Recitare o Essere |
Il paradosso è molto complesso: un uomo che non è un attore, su un palcoscenico non sarebbe credibile, potrebbe sembrare che “reciti”: i suoi mezzi espressivi non sono all’unisono con quelli del mondo circostante. La sua figura è dissonante rispetto allo sfondo. Per essere credibile, egli deve recitare, ma deve farlo con verità, altrimenti i sentimenti che esprimerà saranno sentimenti fasulli, plastificati, posticci, e il risultato ridicolo.
Allo stesso modo, nella vita quotidiana egli potrà sperimentare un’altra verità, il cui senso sarà legiferato dalla struttura significante del mondo della quotidianità. I due mondi sono entrambi reali, ma diversi.
Sperimentare il palcoscenico vuol dire sperimentare la sensazione che l’esistenza sia appesa al significato fenomenico del qui e ora: l’attore che recita, vive. Egli può esistere esclusivamente in quella forma. Fuori da quella forma, c’è la sua morte. Questo non è un sollecitamente a recitare nella vita, tutt’altro.
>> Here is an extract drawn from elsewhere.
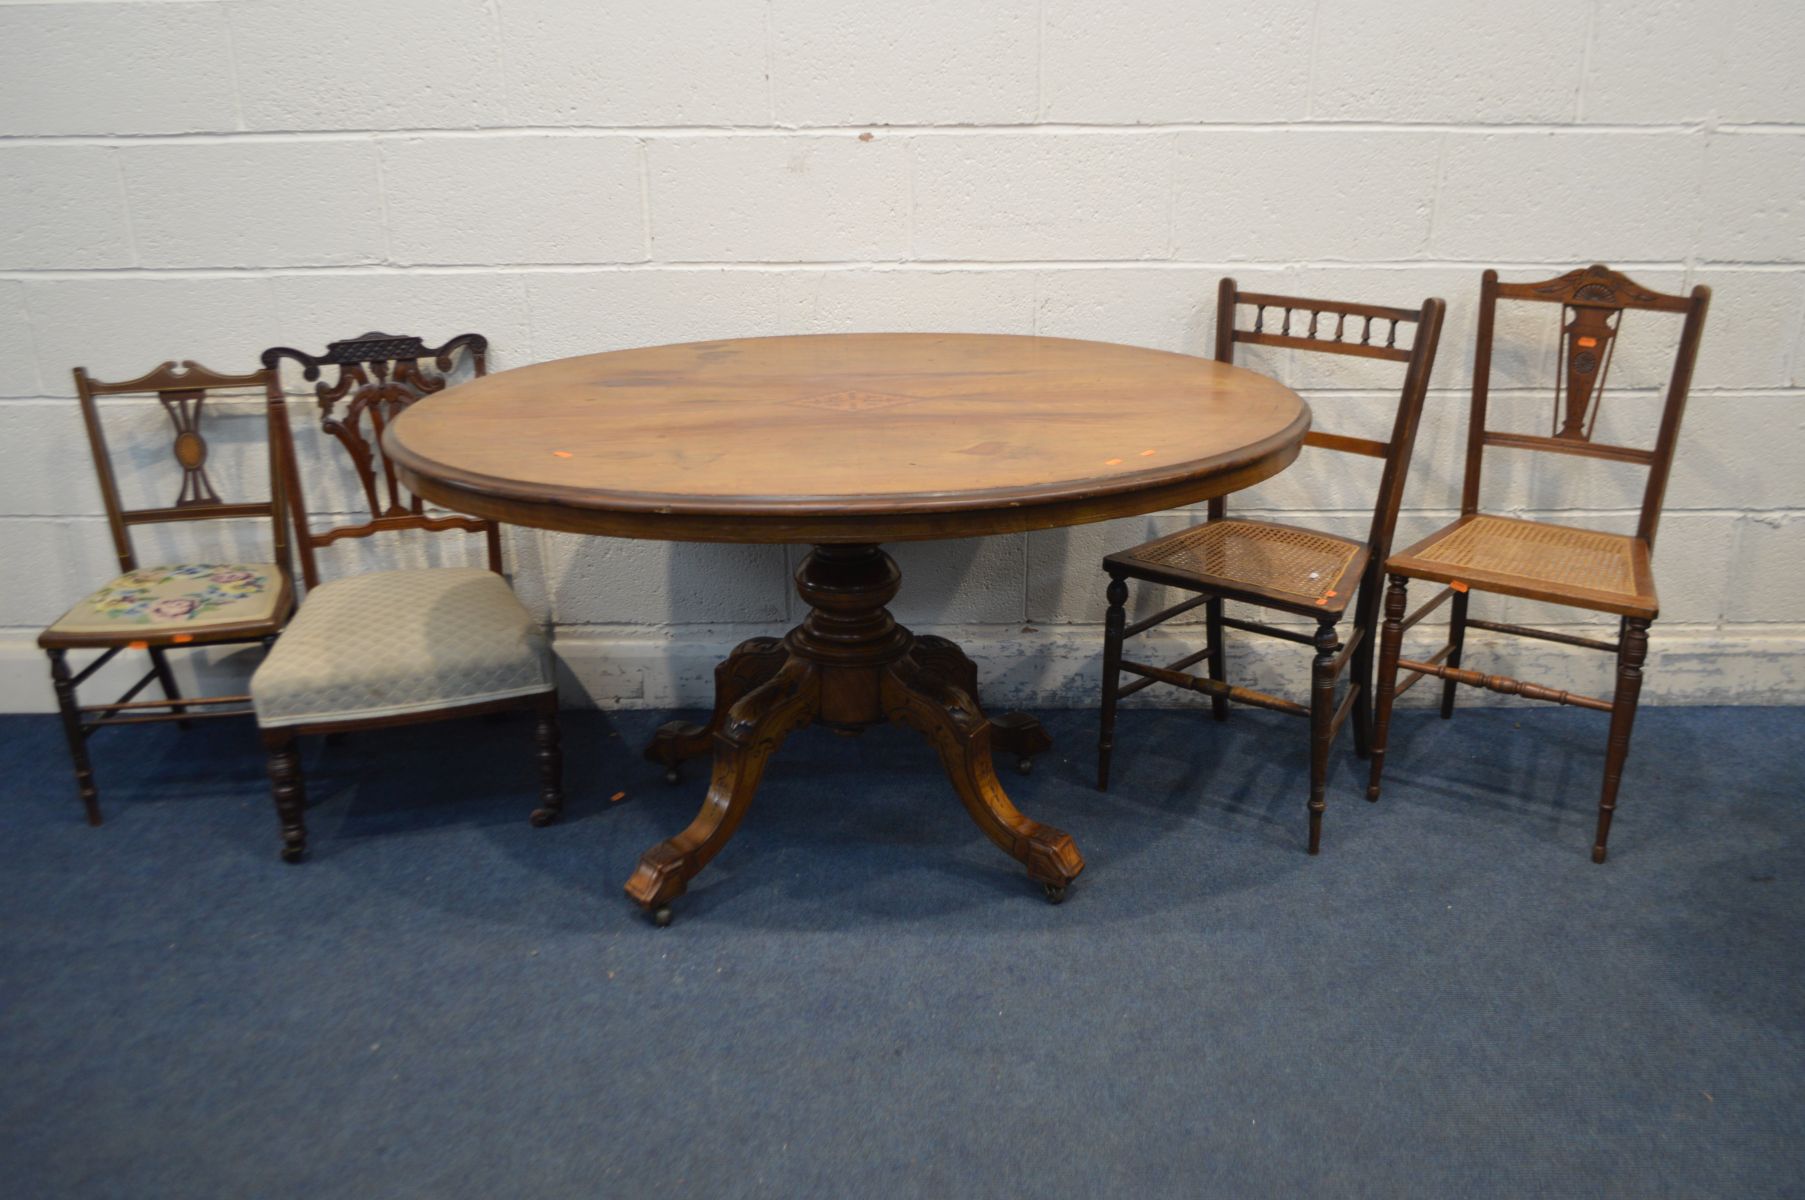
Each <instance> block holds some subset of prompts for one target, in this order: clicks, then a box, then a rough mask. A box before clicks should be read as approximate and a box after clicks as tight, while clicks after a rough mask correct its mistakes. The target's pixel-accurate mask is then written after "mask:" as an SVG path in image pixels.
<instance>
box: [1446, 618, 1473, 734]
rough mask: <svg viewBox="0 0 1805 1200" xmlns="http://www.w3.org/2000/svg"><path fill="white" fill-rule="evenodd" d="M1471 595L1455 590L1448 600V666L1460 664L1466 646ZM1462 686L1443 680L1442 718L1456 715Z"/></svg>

Si può recitare solo sul palcoscenico, e ciò che si recita è la verità
Il giovane attore di solito non è un buon attore, in quanto capace soltanto di imitazioni. Soltanto dopo l'attore impara a recitare se stesso, ad intenzionare i suoi personaggi con la sua verità, e soltanto in quel momento quei personaggi acquistano un'anima, che è l'anima del'attore stesso che si fa personaggio.
Ognuno di noi ha dentro di sé tutti i personaggi possibili. Deve solo trovarli, conoscerli, esprimerli. Sono le nostre infinite parti, alcune conosciute, altre sconosciute, altre ancora represse o rimosse,che si declinano nelle forme archetipiche raccontate nelle storie da recitare.
Facendo un parallelo con la vita quotidiana, vediamo che non vi è molta differenza, se non nella forma. Quanti di noi imitano e non sono? Quanti sono concentrati su come essere, anziché essere e basta? Come l'attore che recita il personaggio, anziché essere il personaggio, anche noi rischiamo di essere dei pessimi "noi stessi" quando recitiamo il nostro personaggio.
Ognuno è un piccolo universo che ha un suo scheletro esistenziale, e che esprimerà la sua natura in modo unico; a patto che lo faccia, senza frapporre fra sé e il mondo un “carattere” sclerotizzato. Il carattere può funzionare, anzi è spesso segno di consenso sociale. Ma è comunque sempre una gabbia immutabile: vedi per esempio –per tornare al teatro- i “caratteristi”. Essi possono godere di grande popolarità, ma restano imprigionati dal loro stesso personaggio, e non possono essere null’altro.
E allora, come insegna la cara Psicologia Umanistica, visto che non abbiamo scelta, non ci resta che essere. Anzi, esser-ci.